La nouvelle convention de financement, signée le 17 avril 2019 pour deux ans, intervient dans la continuité des précédents… Au total, l’aide apportée aura contribué à reboiser ou réhabiliter près de 1,3 million d’hectares de forêts et à aménager une surface équivalente contre l’érosion des sols. Mais le partenariat va plus loin !

Qu’est-il prévu en matière d’assistance technique et de dialogue de politique publique ?

Comme elle l’a fait en complément de chacun de ses trois précédents prêts, l’AFD va coordonner et financer la mise en relation d’experts français avec ceux de la Direction générale des forêts de Turquie (Orman Genel Müdürlügü ou OGM). Mais, cette fois, cette prestation d’assistance technique, représentant un don d’environ 800 000 euros, sera élargie à de nouvelles thématiques et impliquera une gamme plus large d’organismes français. 

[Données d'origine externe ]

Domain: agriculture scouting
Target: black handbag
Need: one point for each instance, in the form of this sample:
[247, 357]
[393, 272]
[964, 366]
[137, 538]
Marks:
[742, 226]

Outre l’Office national des forêts (ONF), qui reste le pivot de cette coopération, l’AFD compte faire appel notamment à l’Institut national pour la recherche agronomique (INRA), à la Sécurité civile et aux Services départementaux d’incendie et de secours (SDIS), à l’Institut national de l’information géographique et forestière (IGN) ou encore à des coopératives forestières privées. Ces acteurs témoignent tous d’une vraie expertise française en matière de gestion forestière.

Cette coopération élargie doit accompagner les autorités turques dans l’établissement, d’ici à 2020, d’un plan national d’adaptation des forêts au changement climatique et d’une feuille de route biodiversité visant à l’intégration stratégique de ces sujets dans la politique forestière.

Pourquoi est-il important de prévoir l’adaptation des forêts au changement climatique ?

Avec le réchauffement climatique, la pression sur les forêts turques a augmenté. Celles-ci ne sont plus seulement menacées par le développement des activités humaines. Elles souffrent d’incendies plus fréquents, de longues périodes de sécheresse et d’une multiplication du nombre de ravageurs. 

Faire face à ces menaces nécessite de mieux les connaître et de réfléchir aux actions possibles pour les contrer. C’est pourquoi nous avons prévu un important volet de coopération scientifique. Des recherches génétiques seront notamment menées pour comprendre comment certaines espèces végétales parviennent à mieux s’adapter que d’autres aux conséquences du changement climatique. 

Ces travaux intéressent également la France, puisque le climat de la Turquie préfigure, en quelque sorte, ce que pourrait devenir le climat de l’Hexagone dans quelques décennies, donc les menaces auxquelles pourraient être exposées ses forêts.

« Un dialogue de politique publique qui atteint sa maturité »

Il a fallu du temps aux acteurs turcs et français pour identifier les sujets d’intérêt partagé qui vont donner lieu à des coopérations renforcées. Le prêt signé en avril ajoute aux indicateurs quantitatifs habituels, tels que les superficies reboisées ou aménagées contre l’érosion, des indicateurs plus qualitatifs sur la coopération scientifique, des études prospectives, la mise en place de projets expérimentaux et un renforcement de la communication institutionnelle. 
Ces démarches sont autant d’occasions de dialogue sur la façon de renforcer et valoriser la contribution de la forêt turque aux enjeux climatiques et, c’est une autre nouveauté, à la préservation et la valorisation d’une biodiversité exceptionnelle.